Another thing I've waited entirely too long to do. I have a new site design, courtesy of the new software I wrote for it, but I've yet to actually throw the switches. I wanted about a week of time when I wasn't doing anything else to concentrate on that; finishing both AONO and Fold should be a good way to give myself permission to take that block of time.
I'm not planning a drastically different look. Most of the changes are under the hood. But the landing pages for each book will be revamped heavily, both to make them more accessible and to make it easier for me to alter them as needed. It also means things like images, artwork, etc. will be easier to add to posts, and the whole process of making posts will be far less laborious. (Movable Type, your time has come and gone. And it's been more gone than come for a while now.)
One thing that is likely to be immediately obvious is a de-emphasis on all the parts of the site that aren't focused on my writing. I'm not taking the books or movies sections offline. At least, not right away. Rather, I'm going to revamp the site's homepage so that it shows the most recent posts in all categories rather than categories that have a tendency to get stale for months on end.
To be dead honest: I don't know if I'm going to be posting about that stuff here anymore. I may try to find a new venue, a separate blog with separate branding, but that presumes I have time and enthusiasm enough to keep things fresh there, too. My job duties these days don't leave me as much free time as I'd like, so I have to allocate it wisely, and all other things being equal, my actual writing must come first. I might as well put my time towards the things that matter the most to me personally instead of trying to be too many things to not enough people.
Today, there's a different atmosphere out there in re internet-based reviews of things than there was when I started blogging back in nineteenninetyoomph. There's sites like Letterboxd and Goodreads to allow people to casually review stuff as they go, without the formal effort of branding themselves as critics. Most of the time and devotion I have to such things is already being channeled into Ganriki.org, so I'm not inclined to duplicate or dissipate effort.

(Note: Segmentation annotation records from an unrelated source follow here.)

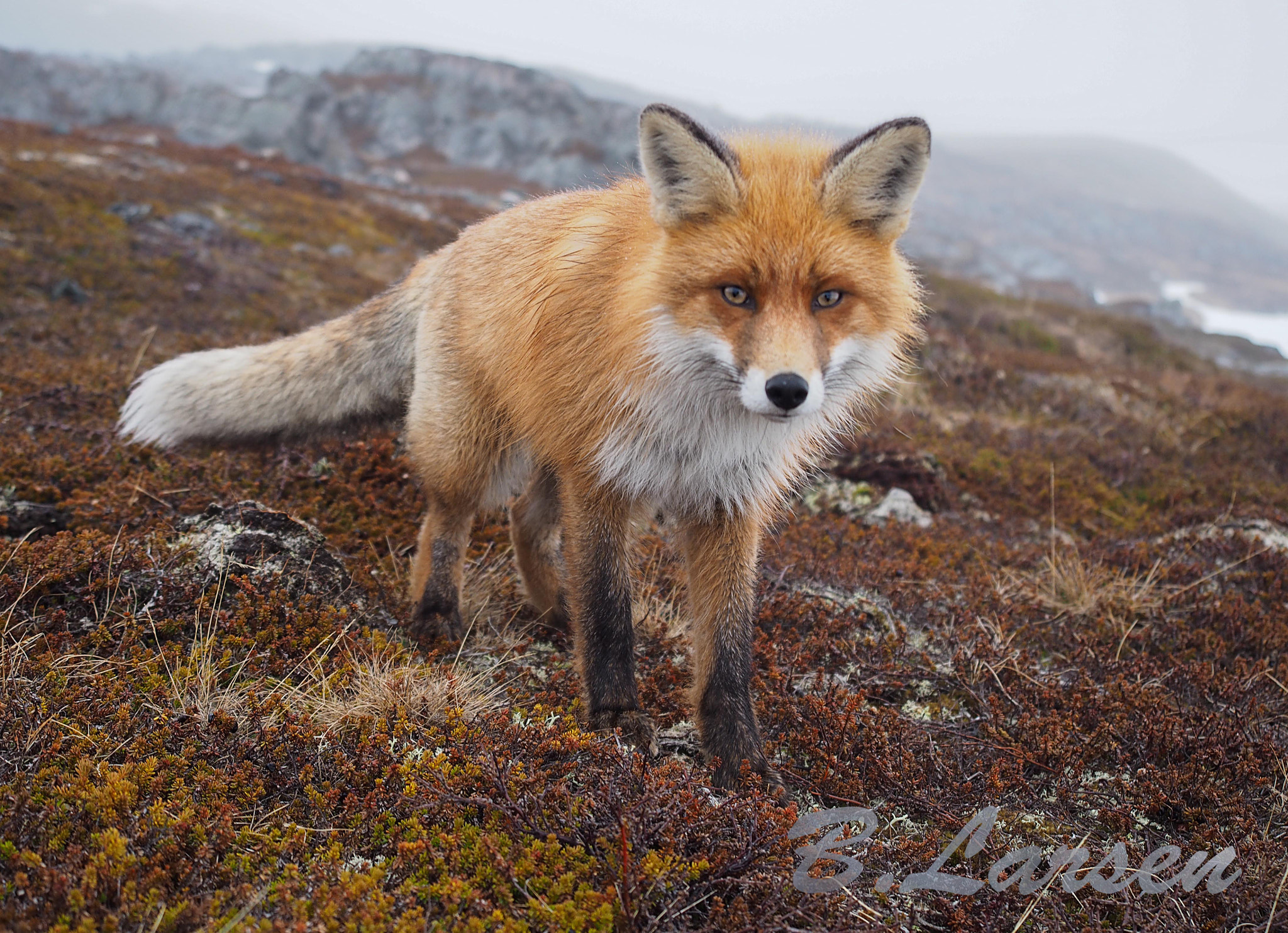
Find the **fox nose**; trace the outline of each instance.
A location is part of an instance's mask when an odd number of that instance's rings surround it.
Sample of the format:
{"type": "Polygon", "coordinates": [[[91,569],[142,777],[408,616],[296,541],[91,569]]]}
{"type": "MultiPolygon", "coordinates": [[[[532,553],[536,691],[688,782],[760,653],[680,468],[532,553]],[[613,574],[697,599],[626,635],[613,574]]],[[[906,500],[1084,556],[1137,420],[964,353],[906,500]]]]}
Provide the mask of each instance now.
{"type": "Polygon", "coordinates": [[[779,372],[765,381],[765,394],[783,411],[791,411],[809,396],[809,383],[795,372],[779,372]]]}

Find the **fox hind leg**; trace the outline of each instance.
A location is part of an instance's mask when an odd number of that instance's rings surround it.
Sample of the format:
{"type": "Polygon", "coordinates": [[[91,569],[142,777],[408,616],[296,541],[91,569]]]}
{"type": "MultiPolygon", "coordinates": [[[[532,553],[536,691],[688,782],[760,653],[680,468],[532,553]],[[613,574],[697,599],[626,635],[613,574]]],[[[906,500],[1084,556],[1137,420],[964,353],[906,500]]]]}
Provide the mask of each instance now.
{"type": "Polygon", "coordinates": [[[430,500],[411,568],[411,595],[416,608],[407,634],[419,642],[433,640],[435,635],[457,639],[465,634],[461,582],[473,523],[473,504],[430,500]]]}
{"type": "Polygon", "coordinates": [[[528,488],[510,506],[510,541],[528,602],[554,629],[568,628],[560,512],[559,481],[546,466],[537,468],[528,488]]]}

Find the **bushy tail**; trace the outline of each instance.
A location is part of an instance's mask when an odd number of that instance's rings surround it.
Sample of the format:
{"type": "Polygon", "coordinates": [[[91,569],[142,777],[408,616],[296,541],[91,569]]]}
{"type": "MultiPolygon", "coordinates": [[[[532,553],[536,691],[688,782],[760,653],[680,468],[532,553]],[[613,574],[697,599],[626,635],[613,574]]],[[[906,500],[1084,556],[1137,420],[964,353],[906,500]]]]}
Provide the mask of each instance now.
{"type": "Polygon", "coordinates": [[[175,357],[139,376],[117,430],[174,447],[261,443],[398,419],[411,393],[420,308],[394,289],[273,343],[175,357]]]}

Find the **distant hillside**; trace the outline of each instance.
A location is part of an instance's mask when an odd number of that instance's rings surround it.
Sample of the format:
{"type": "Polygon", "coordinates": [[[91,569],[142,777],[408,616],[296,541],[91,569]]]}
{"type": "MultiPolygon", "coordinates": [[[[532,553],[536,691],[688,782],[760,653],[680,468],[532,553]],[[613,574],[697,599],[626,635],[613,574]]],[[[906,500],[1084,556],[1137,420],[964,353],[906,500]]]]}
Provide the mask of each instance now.
{"type": "MultiPolygon", "coordinates": [[[[0,116],[153,124],[184,142],[278,152],[412,193],[477,196],[483,182],[471,169],[529,193],[632,170],[636,113],[652,97],[576,72],[422,49],[264,45],[129,63],[0,50],[0,116]]],[[[720,130],[747,126],[676,103],[720,130]]],[[[1213,304],[1288,311],[1288,222],[1167,152],[1130,143],[940,137],[904,245],[922,263],[1011,294],[1157,298],[1164,281],[1197,280],[1213,304]]]]}
{"type": "Polygon", "coordinates": [[[1215,303],[1288,311],[1288,223],[1188,162],[1109,139],[943,142],[907,249],[1005,291],[1070,281],[1157,295],[1199,280],[1215,303]]]}

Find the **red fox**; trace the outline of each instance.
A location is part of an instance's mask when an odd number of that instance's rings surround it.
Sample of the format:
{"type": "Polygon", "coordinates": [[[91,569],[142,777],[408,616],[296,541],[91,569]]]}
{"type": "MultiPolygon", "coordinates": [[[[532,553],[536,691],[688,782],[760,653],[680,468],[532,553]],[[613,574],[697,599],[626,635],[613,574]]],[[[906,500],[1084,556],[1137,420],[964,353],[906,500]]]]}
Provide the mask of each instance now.
{"type": "Polygon", "coordinates": [[[120,430],[164,447],[402,419],[429,499],[415,638],[461,633],[474,514],[510,501],[532,604],[574,635],[595,729],[656,754],[639,707],[631,527],[675,523],[693,704],[717,786],[783,793],[752,711],[761,531],[907,366],[918,285],[895,240],[930,157],[920,119],[840,148],[717,138],[640,115],[643,178],[510,207],[349,314],[188,353],[133,387],[120,430]]]}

It's harder than ever to be a fish of any appreciable size in a fishbowl this big. The best way to stand out is to do something absolutely no one else is doing. Good or bad, right or wrong, that something is my writing, and that's where the brunt of my work has to go from now on.
AONO revisions. With any luck the book will be done by the end of the year, maybe early '18.
I'll be fishing around for a follow-up project. Some candidates have landed in my in basket, but I haven't decided on anything yet. There must be something like twenty possible items in there. Wild.